Time-dependent inhibition studies showed that inhibition of NikO is slowed down rather than enhanced in the presence of substrate. This is contrasting the observation for MurA, in which inhibition of the enzyme is faster when preincubated with substrate (15). Conclusively, the mode of inhibition by fosfomycin is different in NikO when compared with MurA. Considering our docking results, it can be speculated that the flexible loop is closing down on the interdomain cleft after substrate binding and thereby ”buries“ the reactive cysteine residue, thereby preventing reaction with the antibiotic. Alternatively, fosfomycin binding might be limited due to steric hindrances. This assumption is supported by the modeled binding mode of EPUMP (Fig. 2), in which the 5′-phosphate group occupies the analogous region of the active site as the phosphate group of fosfomycin in the structure of the substrate-inhibitor complex of MurA (13) (PDB code: 1uae).
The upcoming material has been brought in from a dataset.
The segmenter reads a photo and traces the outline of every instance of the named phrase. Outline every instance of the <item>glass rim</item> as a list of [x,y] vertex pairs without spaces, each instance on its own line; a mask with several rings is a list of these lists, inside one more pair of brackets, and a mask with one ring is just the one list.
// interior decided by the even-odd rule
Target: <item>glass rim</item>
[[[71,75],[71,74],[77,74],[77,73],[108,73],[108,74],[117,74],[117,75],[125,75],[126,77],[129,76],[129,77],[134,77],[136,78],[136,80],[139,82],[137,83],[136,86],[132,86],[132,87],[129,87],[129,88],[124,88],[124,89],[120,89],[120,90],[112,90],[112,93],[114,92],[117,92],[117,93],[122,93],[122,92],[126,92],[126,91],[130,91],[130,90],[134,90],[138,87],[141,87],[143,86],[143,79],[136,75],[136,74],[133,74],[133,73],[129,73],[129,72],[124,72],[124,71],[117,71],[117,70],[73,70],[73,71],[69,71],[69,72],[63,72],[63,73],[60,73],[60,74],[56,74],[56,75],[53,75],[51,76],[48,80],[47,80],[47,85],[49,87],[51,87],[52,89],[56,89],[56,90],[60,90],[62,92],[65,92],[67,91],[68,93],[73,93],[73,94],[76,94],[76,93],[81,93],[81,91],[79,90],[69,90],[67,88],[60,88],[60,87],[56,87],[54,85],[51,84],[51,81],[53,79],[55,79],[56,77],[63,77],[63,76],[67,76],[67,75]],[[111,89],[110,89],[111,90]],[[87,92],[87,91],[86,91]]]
In the absence of UMP, the flexible loop is most probably in an arbitrary orientation (consistent with the lack of electron density for this region) and hence is accessible for reaction with fosfomycin.

Conclusion

The structure of NikO is the first of an enzyme participating in the formation of the aminohexuronic acid moiety in nikkomycin biosynthesis. The structure underlines the close relationship to other enolpyruvyl transferases and corresponds to a closed conformation. The structure and accompanying modeling studies as well as mutagenesis studies have revealed important active site residues, showing mechanistic similarities to MurA. Activity assays and inhibition studies confirm the previously identified enolpyruvyl transferase activity of the enzyme as well as the susceptibility of inactivation by the antibiotic fosfomycin. This inactivation is slowed down in the presence of substrate, probably due to burying of the reactive cysteine triggered by a substrate-induced loop movement.